Baron von Rabwald held a hand to his nose to stifle the stench. “Sergeant, have some of your men form up a burial detail. Ask the crone if she can give the rites of Morr to these people.”
Ottmar turned around in his saddle, barking out orders to his men. Several soldiers reluctantly dismounted and started to approach the mound, a few opportunistic rats retreating from their approach.
“I shouldn’t do that.”
Ernst spun around, finding Skanir grinning at him from the back of his mule. The dwarf took the pipe from his mouth and pointed with it at the base of one of the mud-brick walls that enclosed the square. It took the baron a moment to realise that he was indicating a strange object jumbled against the crumbling plaster. It was a bizarre collection of rubbish: bits of iron and copper, scraps of cloth and wool, old bones and sticks. All of it was tied together with rags.
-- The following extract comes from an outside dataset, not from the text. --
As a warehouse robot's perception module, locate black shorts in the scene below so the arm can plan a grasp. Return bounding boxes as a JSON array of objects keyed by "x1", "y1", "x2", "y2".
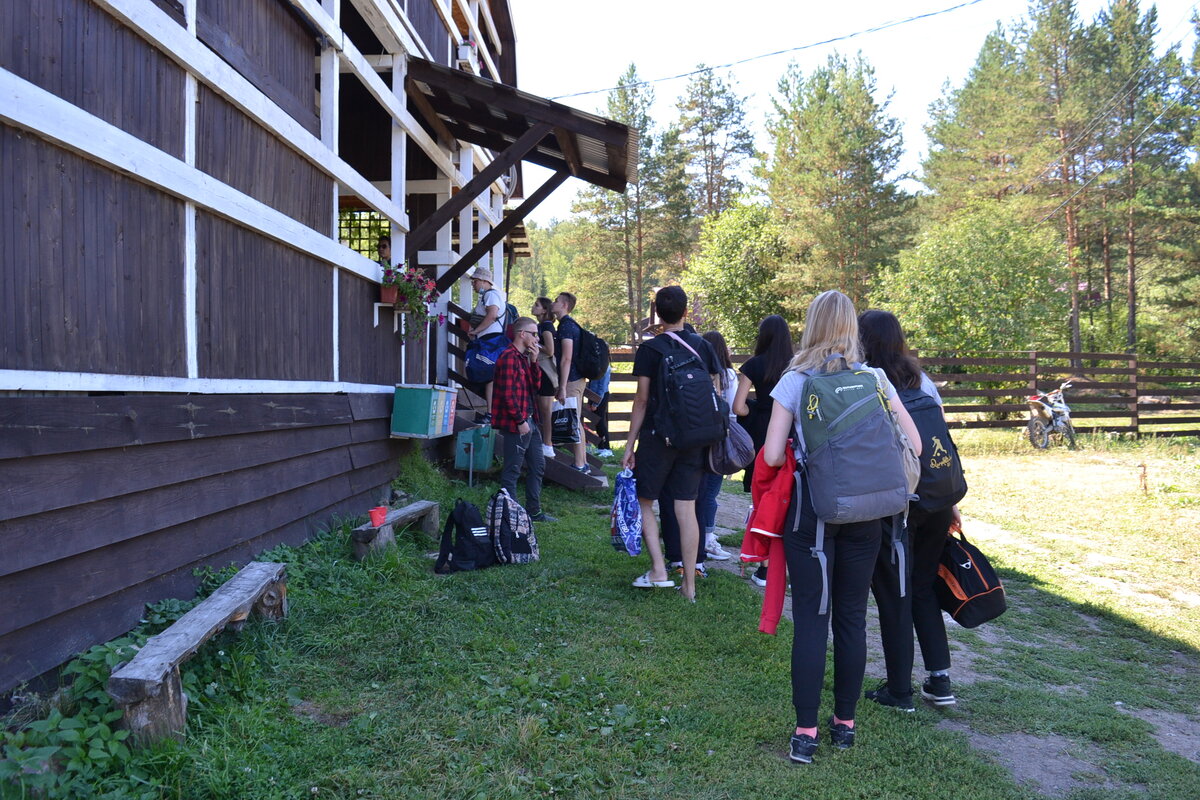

Ernst was reminded of the bundles they had seen refugees from the towns threatened by Zahaak carrying as they fled their homes, but what sort of idiot would bother about such junk? Skanir stabbed his pipe at another wall, and Ernst saw two more bundles of garbage. Now that he knew what he was looking for, the baron could see several more clustered around the plaza. He directed his puzzled gaze back at the dwarf.
“Somebody’s been doing a bit of looting,” Skanir commented, tucking his pipe back in his belt. “Probably waiting for nightfall before making away with it.”
“Looting?” Ernst scoffed. “Who would bother stealing that kind of junk?”